Low-Temperature Selective Catalytic Reduction of NO with NH3 over a Biochar-Supported Perovskite Oxide Catalyst

Maintaining high denitration efficiency for the selective catalytic reduction with ammonia (NH3-SCR) at low temperatures is challenging. In this work, a modified biochar-supported perovskite oxide catalyst was synthesized and implemented to NO conversion in the low temperature range of 100-250 degrees C. Different modification methods were compared, where the combination of nitric acid and air oxidation treatment endowed biochar with abundant acidic surface oxygen-containing groups and a higher specific surface area as a support. The perovskite oxide (LaMnO3) and the LaMnO3/biochar catalysts were prepared to investigate the interactions between the catalyst and the support. The LaMnO3/biochar catalyst exhibited excellent denitration efficiency and good N2 selectivity, achieving over 80% NO conversion within the entire temperature range of 100-250 degrees C (SN2 > 90%), and the highest NO conversion reached 95.8% at 225 degrees C (SN2 = 95.4%).
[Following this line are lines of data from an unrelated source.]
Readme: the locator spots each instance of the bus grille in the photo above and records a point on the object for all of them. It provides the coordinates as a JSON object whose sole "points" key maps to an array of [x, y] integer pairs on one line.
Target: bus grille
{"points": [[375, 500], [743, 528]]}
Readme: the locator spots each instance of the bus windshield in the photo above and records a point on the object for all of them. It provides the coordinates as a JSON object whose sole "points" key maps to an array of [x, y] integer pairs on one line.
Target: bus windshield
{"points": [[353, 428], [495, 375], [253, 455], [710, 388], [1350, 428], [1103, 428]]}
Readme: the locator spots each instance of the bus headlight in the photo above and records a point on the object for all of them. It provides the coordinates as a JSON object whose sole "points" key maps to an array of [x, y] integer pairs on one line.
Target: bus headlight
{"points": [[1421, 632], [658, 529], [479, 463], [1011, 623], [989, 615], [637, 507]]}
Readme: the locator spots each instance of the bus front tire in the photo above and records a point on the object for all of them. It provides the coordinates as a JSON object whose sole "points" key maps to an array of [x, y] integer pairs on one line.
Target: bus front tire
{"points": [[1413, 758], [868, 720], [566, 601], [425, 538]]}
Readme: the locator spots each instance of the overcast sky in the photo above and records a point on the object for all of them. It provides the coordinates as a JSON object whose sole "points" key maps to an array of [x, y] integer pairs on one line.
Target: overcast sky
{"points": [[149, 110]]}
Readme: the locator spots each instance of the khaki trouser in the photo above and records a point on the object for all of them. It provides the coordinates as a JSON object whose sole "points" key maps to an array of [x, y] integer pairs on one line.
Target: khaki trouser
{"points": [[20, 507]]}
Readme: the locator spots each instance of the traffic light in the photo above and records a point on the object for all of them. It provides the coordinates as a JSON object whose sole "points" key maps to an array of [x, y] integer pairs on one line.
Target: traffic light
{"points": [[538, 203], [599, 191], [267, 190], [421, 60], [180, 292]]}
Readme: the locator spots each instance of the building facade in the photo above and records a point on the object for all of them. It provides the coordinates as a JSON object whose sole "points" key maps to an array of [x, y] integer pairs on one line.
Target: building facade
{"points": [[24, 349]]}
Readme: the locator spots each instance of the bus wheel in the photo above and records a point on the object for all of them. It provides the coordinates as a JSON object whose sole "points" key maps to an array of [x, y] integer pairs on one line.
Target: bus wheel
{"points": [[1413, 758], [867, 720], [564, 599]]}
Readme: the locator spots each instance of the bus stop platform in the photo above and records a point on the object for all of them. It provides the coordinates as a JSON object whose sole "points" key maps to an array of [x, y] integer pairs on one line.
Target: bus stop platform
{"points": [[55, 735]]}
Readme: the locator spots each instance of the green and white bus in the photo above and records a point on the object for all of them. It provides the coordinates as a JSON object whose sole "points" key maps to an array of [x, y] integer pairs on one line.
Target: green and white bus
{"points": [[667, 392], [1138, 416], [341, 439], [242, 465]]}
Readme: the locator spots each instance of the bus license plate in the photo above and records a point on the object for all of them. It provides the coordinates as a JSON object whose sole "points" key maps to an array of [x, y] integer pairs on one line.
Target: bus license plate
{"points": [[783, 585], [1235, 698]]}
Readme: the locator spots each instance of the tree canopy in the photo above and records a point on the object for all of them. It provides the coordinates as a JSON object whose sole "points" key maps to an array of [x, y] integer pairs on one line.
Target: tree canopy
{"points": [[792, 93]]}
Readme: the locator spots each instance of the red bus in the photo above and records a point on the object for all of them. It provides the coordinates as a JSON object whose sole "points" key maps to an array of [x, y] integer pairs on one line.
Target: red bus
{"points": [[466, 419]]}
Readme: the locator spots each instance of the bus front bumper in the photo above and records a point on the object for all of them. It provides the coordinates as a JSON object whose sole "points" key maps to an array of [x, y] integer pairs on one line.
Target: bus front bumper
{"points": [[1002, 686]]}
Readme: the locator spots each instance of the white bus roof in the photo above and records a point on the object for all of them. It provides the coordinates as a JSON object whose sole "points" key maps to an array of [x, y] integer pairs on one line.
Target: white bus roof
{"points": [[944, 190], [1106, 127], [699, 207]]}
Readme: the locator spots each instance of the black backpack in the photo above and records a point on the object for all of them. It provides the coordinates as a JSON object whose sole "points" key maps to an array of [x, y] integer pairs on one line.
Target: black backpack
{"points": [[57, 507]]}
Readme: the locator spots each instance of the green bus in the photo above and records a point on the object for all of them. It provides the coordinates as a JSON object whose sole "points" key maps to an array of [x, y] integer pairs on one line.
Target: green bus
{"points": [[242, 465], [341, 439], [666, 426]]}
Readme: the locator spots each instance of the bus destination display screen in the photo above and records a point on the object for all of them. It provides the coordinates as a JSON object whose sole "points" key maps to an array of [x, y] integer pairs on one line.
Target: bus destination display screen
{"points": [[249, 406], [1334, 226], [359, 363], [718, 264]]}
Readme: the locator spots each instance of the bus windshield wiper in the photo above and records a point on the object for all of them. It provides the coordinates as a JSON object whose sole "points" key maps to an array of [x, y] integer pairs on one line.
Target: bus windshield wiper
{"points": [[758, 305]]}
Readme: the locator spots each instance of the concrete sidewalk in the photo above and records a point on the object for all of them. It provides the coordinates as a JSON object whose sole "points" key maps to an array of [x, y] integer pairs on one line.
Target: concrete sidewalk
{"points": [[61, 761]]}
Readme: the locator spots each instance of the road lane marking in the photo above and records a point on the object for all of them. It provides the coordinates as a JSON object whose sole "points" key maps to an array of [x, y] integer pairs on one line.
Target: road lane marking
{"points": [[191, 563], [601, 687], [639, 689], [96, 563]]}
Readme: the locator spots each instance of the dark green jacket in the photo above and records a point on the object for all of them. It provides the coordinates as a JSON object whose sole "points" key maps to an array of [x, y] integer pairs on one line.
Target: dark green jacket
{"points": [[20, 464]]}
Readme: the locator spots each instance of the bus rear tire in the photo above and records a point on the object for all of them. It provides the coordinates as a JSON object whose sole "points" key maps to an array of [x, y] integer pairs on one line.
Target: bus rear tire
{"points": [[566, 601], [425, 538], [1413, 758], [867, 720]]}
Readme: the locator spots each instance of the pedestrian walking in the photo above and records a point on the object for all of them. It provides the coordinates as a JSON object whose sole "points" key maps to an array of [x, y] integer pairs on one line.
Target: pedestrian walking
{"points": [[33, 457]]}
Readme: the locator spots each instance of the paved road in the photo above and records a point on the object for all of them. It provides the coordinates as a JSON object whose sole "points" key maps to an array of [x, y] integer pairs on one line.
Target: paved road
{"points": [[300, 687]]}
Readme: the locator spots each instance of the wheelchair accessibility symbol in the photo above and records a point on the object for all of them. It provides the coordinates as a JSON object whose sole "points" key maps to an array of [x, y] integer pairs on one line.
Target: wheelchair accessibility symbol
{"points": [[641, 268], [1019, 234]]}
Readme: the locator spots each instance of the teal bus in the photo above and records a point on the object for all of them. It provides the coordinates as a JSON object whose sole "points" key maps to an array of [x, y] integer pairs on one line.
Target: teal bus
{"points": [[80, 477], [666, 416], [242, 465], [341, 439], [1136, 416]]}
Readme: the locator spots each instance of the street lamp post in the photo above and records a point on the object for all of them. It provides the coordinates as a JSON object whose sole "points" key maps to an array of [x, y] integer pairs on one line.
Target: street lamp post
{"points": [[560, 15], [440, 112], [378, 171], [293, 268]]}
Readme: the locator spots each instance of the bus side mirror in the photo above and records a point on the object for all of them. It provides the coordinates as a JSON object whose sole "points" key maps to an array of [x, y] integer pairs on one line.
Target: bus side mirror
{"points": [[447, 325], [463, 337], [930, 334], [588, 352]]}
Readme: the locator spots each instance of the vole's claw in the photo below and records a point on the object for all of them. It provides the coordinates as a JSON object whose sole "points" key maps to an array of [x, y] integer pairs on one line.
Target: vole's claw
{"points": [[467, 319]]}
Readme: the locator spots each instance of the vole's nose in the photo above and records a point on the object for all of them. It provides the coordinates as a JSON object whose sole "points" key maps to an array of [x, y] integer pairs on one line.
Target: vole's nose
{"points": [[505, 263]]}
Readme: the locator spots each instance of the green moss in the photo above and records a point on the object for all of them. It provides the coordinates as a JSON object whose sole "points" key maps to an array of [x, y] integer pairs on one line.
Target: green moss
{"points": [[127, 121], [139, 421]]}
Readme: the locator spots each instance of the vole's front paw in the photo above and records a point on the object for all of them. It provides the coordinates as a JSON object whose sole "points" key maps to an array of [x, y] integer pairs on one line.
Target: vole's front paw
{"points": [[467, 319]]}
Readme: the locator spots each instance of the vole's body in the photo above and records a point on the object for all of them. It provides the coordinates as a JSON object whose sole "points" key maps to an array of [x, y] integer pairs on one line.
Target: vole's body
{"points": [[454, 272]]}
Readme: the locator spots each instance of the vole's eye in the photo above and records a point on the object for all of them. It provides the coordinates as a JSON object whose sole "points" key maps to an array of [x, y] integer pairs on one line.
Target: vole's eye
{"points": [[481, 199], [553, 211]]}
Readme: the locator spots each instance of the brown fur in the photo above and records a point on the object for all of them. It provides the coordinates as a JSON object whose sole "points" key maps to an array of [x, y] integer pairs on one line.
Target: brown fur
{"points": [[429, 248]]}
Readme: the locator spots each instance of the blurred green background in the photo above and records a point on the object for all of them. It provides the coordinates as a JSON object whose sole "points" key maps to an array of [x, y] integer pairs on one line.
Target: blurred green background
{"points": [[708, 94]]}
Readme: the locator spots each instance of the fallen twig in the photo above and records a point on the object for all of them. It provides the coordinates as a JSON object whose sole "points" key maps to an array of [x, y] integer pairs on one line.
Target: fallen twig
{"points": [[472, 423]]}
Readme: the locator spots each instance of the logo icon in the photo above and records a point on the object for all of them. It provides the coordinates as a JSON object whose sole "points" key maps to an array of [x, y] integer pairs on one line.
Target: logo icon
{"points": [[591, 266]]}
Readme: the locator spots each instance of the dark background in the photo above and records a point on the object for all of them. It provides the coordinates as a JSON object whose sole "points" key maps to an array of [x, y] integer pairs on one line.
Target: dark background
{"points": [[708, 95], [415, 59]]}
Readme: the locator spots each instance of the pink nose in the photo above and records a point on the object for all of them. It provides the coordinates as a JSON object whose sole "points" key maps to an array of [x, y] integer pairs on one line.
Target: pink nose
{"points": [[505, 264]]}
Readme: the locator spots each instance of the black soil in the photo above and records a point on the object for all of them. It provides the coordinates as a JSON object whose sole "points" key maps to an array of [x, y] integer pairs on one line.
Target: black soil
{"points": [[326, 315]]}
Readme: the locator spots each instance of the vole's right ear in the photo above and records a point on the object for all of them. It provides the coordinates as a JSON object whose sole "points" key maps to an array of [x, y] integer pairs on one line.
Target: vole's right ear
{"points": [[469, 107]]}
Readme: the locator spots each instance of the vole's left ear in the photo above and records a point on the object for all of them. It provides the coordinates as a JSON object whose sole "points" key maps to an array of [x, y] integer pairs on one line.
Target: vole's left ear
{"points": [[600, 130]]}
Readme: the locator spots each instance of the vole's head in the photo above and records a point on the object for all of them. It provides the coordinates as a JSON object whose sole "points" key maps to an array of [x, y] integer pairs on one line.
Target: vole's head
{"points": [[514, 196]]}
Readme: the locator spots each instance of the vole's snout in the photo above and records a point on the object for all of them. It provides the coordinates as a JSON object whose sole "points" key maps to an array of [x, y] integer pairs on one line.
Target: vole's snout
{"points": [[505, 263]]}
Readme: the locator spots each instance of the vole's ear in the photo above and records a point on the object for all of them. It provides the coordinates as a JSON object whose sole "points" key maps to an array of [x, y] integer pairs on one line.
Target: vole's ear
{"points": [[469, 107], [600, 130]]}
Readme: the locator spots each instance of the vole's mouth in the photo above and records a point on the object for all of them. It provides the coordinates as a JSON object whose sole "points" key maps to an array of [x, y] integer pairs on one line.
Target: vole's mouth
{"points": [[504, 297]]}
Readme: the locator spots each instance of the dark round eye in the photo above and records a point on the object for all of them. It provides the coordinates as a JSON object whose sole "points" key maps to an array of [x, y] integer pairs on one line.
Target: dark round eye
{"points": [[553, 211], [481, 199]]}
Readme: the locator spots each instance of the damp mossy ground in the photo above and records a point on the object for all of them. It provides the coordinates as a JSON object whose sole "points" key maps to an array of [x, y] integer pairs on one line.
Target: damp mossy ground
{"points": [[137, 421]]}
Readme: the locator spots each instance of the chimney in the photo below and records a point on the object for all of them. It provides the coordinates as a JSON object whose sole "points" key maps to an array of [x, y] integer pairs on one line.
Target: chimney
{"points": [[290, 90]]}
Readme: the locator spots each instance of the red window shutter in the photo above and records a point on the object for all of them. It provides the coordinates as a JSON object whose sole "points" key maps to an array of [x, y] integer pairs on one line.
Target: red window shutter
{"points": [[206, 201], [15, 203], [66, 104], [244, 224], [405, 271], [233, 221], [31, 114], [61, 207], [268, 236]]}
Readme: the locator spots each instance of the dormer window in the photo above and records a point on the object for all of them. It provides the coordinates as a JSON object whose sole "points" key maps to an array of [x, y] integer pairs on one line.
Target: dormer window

This catalyst provided synergistic adsorption capacity for NH3 as a result of the acidic function of perovskite oxide and acidic oxygen-containing functional groups of the modified biochar support. Additionally, LaMnO3 showed an eminent redox capability for NO conversion due to the high content of Mn4+ and chemically adsorbed oxygen species. Finally, NH3-SCR reaction mechanisms were proposed on the basis of transient response experiments and in situ diffuse reflectance infrared Fourier transform spectra (DRIFTS) characterization.

Automated summary

In this study, a modified biochar-supported perovskite oxide catalyst was synthesized to achieve high denitration efficiency for selective catalytic reduction with ammonia (NH3-SCR) at low temperatures. Different modification methods were compared, and it was found that the combination of nitric acid and air oxidation treatment provided a biochar support with abundant acidic surface oxygen-containing groups and a higher specific surface area. The LaMnO3/biochar catalyst exhibited excellent denitration efficiency and good N2 selectivity, achieving over 80% NO conversion within the entire temperature range of 100-250 degrees C. The catalyst provided synergistic adsorption capacity for NH3 through the acidic function of perovskite oxide and modified biochar support, and LaMnO3 showed a strong redox capability for NO conversion due to the high content of Mn4+ and chemically adsorbed oxygen species. The NH3-SCR reaction mechanisms were proposed based on transient response experiments and in situ diffuse reflectance infrared Fourier transform spectra (DRIFTS) characterization.